Adaptations are never an easy task, at one point you’ll always upset a die hard fan in one way or another. Luckily for Norwegian Wood’s director Anh Hung Tran, this isn’t the case. The only problem is that fans of the original source will enjoy its pace and mood, whilst others might be left slightly bored.
Based on the famous Japanese book by Haruki Murakami, Norwegian Wood tells the story of Watanabe (Kenichi Matsuyama), a student in 60s Tokyo who falls in love with his dead best friend’s girlfriend Naoko (Rinko Kikuchi) as they attempt to over come their shared tragedy. However as depression and teen angst sets in, so does Naoko’s mental illness, forcing her to leave Tokyo. In this time Wantanabe meets free-spirited girl Midori (Kiko Mizuhara) in his class who is a light in the dark tunnel of his life.

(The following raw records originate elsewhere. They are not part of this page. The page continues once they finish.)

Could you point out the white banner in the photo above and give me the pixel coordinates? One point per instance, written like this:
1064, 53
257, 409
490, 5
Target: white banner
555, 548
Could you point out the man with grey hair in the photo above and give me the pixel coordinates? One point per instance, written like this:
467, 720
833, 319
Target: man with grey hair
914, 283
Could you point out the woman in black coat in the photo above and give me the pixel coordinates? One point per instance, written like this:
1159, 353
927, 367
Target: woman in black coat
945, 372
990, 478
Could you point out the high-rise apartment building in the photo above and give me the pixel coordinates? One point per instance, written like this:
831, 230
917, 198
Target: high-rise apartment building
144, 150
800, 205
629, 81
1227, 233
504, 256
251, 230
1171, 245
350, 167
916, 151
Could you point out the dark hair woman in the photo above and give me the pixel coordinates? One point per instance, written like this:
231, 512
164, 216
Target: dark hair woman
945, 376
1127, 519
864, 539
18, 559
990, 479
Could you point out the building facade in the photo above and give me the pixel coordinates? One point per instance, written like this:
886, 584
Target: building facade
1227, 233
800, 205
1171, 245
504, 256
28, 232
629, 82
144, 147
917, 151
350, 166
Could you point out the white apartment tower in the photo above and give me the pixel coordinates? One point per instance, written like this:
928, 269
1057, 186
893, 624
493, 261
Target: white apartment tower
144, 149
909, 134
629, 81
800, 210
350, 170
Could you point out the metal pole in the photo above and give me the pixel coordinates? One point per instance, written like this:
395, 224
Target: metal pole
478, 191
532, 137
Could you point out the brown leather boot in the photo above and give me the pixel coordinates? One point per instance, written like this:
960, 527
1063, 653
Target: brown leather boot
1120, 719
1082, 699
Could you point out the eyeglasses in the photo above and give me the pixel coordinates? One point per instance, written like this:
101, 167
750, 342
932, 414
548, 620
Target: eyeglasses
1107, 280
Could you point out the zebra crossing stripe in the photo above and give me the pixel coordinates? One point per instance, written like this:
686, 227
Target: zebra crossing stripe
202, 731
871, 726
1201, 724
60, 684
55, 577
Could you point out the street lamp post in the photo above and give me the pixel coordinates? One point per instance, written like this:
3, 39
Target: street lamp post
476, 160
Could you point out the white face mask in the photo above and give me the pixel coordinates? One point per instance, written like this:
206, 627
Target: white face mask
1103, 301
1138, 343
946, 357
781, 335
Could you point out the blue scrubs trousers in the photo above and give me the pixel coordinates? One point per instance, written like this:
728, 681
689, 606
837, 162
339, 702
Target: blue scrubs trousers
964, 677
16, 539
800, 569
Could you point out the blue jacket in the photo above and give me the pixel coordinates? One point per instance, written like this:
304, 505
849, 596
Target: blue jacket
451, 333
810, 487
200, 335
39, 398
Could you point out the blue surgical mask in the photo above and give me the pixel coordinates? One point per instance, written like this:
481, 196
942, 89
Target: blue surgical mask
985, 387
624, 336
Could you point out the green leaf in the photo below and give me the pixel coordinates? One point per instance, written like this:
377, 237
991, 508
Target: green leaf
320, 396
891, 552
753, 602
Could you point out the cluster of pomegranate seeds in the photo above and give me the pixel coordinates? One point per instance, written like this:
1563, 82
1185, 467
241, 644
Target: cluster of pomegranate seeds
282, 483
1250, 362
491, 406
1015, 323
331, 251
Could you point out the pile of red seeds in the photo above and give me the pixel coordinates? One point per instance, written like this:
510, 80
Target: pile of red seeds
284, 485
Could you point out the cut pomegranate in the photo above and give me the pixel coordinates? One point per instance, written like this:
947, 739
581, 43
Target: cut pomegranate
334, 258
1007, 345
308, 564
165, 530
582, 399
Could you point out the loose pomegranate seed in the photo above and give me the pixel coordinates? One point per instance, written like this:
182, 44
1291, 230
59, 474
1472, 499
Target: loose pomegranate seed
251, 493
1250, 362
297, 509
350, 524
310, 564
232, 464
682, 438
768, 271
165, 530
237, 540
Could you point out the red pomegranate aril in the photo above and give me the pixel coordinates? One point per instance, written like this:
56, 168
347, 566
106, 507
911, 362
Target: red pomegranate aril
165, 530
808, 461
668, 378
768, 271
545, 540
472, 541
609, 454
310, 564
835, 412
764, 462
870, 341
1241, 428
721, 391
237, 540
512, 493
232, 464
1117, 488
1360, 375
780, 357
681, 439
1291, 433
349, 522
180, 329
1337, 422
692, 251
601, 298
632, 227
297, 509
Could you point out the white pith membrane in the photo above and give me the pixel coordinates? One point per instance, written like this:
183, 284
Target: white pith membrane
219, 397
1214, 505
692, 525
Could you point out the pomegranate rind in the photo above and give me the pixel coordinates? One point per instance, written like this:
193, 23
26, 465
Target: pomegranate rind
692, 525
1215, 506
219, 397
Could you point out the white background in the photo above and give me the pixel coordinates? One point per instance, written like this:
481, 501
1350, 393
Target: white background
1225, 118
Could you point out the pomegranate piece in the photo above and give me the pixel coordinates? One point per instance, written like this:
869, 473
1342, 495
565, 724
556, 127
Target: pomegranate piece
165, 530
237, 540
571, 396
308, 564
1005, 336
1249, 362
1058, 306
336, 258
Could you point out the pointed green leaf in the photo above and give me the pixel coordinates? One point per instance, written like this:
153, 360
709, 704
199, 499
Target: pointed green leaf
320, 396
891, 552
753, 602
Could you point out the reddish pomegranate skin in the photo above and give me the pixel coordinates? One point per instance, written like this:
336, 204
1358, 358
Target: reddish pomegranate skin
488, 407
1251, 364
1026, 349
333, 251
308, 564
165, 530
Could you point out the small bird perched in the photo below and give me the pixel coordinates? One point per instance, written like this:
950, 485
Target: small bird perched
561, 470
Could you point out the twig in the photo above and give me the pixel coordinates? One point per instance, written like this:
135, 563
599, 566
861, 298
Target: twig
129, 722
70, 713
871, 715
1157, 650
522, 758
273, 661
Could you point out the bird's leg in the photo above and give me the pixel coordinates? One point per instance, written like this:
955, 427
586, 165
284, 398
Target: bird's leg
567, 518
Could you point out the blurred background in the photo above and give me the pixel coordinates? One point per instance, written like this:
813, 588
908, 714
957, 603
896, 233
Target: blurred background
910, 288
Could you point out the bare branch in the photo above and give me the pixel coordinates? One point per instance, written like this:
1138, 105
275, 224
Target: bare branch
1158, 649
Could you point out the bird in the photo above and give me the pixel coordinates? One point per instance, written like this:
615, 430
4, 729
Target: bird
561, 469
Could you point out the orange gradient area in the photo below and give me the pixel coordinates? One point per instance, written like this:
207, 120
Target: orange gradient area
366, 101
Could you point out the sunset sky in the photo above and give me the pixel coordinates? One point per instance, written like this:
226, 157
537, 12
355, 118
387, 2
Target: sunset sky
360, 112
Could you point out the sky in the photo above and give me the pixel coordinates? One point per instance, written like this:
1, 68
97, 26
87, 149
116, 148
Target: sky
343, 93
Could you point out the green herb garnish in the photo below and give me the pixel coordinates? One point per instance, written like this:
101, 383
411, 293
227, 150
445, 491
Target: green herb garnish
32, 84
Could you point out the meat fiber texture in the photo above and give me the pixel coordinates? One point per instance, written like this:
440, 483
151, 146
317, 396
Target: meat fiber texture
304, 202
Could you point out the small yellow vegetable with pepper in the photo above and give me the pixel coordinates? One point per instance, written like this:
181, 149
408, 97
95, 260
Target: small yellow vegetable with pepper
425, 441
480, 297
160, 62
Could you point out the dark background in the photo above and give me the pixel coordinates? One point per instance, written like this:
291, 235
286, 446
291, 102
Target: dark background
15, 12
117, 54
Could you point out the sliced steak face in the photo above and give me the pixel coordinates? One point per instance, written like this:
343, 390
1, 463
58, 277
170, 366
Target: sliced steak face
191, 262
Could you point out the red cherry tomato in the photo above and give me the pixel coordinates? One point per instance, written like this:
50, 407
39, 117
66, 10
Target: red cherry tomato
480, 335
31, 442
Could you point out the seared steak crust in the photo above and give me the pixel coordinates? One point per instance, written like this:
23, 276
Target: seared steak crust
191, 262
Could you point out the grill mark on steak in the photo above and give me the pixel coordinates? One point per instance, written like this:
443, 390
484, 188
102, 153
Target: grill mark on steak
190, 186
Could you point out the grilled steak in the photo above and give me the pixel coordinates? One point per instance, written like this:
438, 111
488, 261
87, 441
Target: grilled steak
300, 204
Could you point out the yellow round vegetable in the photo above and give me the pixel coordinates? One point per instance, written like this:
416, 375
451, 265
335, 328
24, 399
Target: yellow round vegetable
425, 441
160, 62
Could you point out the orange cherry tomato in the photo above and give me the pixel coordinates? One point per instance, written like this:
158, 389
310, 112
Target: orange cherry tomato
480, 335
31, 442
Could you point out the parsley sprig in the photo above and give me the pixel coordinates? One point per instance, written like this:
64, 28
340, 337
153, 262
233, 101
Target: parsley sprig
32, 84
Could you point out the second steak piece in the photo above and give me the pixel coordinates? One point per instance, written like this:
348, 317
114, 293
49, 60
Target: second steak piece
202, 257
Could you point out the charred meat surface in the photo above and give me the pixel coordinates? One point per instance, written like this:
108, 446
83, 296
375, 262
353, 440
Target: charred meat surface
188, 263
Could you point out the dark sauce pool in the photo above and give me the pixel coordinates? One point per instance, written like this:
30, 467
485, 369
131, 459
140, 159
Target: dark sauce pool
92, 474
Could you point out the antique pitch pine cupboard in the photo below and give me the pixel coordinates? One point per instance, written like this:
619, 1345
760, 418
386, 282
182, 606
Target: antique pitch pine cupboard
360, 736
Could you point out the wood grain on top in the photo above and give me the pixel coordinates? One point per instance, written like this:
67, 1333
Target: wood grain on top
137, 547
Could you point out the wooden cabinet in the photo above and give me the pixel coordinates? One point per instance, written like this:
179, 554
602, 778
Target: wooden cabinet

The first problem the movie has is its slow nature. However this is a conscious factor that the director clearly wanted for the movie. Long shots of the beautiful Japanese meadows are littered throughout, juxtaposed with close intermit shots inside Japanese flats. The melancholic pace the film has might bore some audiences and entertain others who are used to it. The film clocks in at over two hours keeping in all the importing quirks the book has which fans will latch onto, such as the character of Storm Trooper (Tokio Emoto).
The slow pace is also thrown in with a lot of silent sections which almost makes the content we are watching awkward, as if we are intruders on their lives. This isn’t a fault; this makes the audience feel more involved in the movie as we see Watanabe’s struggles with growing up. When the soundtrack is present its orchestral numbers and electric tunes (done by Radiohead’s Jonny Greenwood) are mixed in with songs from the time period such as The Doors. These give it an authentic feel and set it in its time period.
Even though the Vietnam-born director couldn’t speak Japanese, Rinko Kikuchi (who received an Oscar nomination for her flawless performance in Babel) steals the show as the mentally fragile Naoko. The movie is really at its high point when we are with Naoko and drops when Kiko Mizuhara plays an awkward Midori whose playful edge (which is present in the book) is slightly downplayed. Kenichi Matsuyama performance as Watanabe may look dull on the outside but actually hits the nail on the head as he is witness to a world changing around him which he can’t seem to do anything about.
Norwegian Wood is a near perfect adaption of an amazing book. The film has a personal feel from the director which people get when reading a Murakami book. All the little traits and jokes from the book happened to make it in which will entertain some audiences but confuses and bore many others however Anh Hung Tran’s beautiful visuals and believable characters already has it’s audiences as the movie is playing on limited screens.